Above this quote the forbidding presence of Baroness Winstone appeared, photographed sitting uncomfortably astride a family held English civil war cannon. Cradled in one arm she held a small, bristly terrier, frozen in mid snarl by the camera lens; in the other she held a shining black machine pistol attached to a bulky loading chamber that looked indeed, to Cedrics untrained eye, to contain enough ammunition to dispense with any and all aforementioned lackeys. The article concluded with a final quote from the bloated, ruddy-faced Baron himself, sitting on a hunting stick in the midst of the three-thousand-acre estate held by his family for nigh on a thousand years, telling all and sundry, and particularly the Announcer to, ‘Bugger off.’

He put the paper in the bin. ‘Are you back yet?’

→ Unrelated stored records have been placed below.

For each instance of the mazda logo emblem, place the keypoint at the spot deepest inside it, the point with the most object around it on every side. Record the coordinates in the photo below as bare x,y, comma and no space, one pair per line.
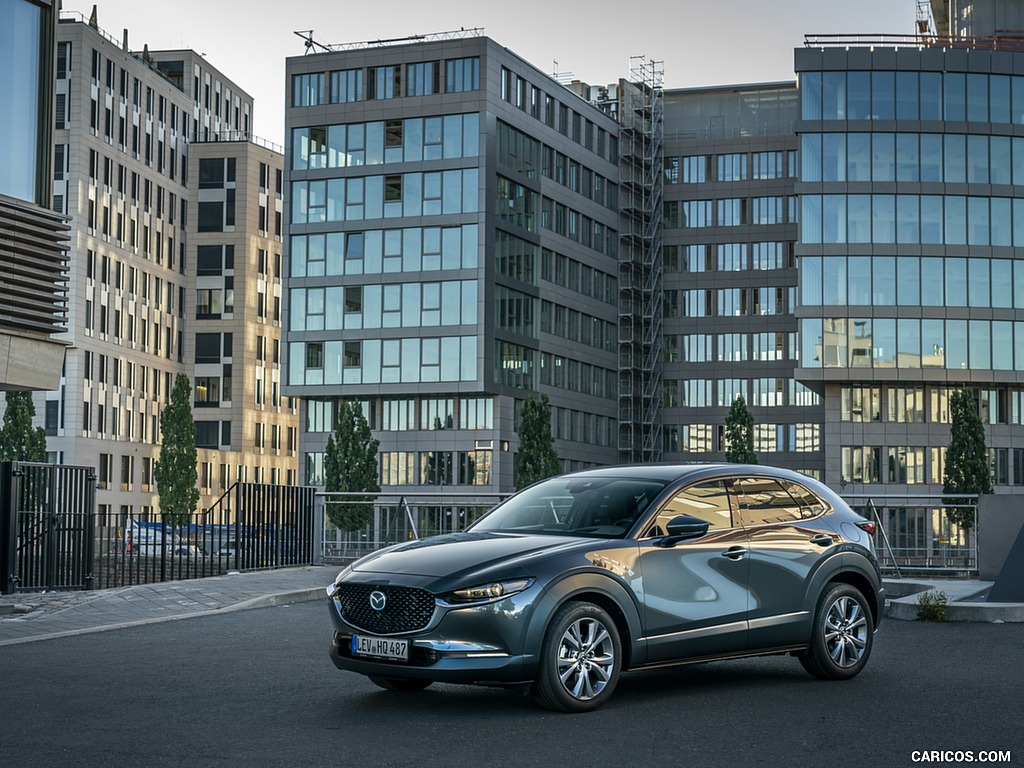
378,600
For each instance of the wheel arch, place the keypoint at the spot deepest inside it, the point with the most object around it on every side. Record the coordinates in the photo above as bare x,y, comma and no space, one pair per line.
862,585
606,593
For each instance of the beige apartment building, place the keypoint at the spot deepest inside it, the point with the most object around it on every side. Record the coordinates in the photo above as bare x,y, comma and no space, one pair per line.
127,124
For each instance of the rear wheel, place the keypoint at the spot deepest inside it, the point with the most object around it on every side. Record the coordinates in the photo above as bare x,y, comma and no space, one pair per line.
844,632
581,659
399,684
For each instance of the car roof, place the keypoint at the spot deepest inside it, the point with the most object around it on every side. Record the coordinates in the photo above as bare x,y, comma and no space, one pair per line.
667,472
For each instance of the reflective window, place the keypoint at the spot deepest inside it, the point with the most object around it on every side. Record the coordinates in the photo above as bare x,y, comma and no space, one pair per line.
762,501
23,43
706,501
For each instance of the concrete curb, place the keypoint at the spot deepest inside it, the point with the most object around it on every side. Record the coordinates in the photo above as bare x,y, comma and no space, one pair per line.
904,607
264,601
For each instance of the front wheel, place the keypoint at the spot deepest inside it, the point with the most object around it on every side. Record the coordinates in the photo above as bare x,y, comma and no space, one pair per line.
581,659
843,634
399,684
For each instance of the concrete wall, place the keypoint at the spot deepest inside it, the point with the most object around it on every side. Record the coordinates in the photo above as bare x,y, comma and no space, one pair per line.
999,520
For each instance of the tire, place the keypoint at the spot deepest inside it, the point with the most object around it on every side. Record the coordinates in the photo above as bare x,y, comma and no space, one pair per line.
843,634
401,685
581,659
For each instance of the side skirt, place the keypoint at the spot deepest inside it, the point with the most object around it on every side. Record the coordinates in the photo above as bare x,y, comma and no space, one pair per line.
782,650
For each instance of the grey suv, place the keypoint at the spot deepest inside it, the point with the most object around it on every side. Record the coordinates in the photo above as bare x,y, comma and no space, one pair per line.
579,578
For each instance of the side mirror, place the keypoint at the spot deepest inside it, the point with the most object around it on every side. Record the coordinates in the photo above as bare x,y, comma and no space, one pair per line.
683,527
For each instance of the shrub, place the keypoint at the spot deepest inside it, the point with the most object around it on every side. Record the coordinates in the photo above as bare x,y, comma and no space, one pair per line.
932,606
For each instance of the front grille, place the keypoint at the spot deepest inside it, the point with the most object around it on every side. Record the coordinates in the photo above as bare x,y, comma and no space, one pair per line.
406,609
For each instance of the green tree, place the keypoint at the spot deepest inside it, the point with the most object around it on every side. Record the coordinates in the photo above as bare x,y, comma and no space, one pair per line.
739,433
175,473
537,459
967,469
350,466
18,441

Still no reply from the Announcer.



***



Charles Douglas Henson, Chief of London Watch and the current Steering Committee Chairman, sat in his members study room, secreted at a safe depth beneath the London streets, at his writing desk, untidily laden with stacked reports and photographs. Some of his favourite furniture was here; a sturdy gun cabinet and his childhood saddle that he had grown too large for, photographs of his grandparents, but curiously not his parents or twin brothers, the bookcase that extended across a complete wall, bowed down under the weight of both modern filed reports and ancient Watch tomes. He put down the latest full report, drawing across all the arms of the Watch; everything he’d read confirmed that the Announcer had managed, with Houdini like ability, to break into every single digital account in the global banking network. Even the multi-firewalled American banks, using the most up to date encryption systems and secure networks had succumbed to its uncanny reach. Having matched wits with the preposterously self-named virus for so long, Henson could feel the strangeness of this, its latest move. No matter how hard he tried he couldn’t fathom the purpose of the tax. It was a catalyst yes – but for what purpose, what strange oddity did the Announcer plan on bringing into being? He considered that it might not have a purpose. Had the Announcer, as he knew Jonas Trent strongly suspected, quietly gone mad? The Americans, he recalled wryly, had always claimed that Snowstorm had inflicted more damage to the Announcer than immediately apparent; could Snowstorm, sixteen years late, and after the black debacle of US federal bankruptcy, have crumbled it from the inside, with this deranged edict its last puff of life?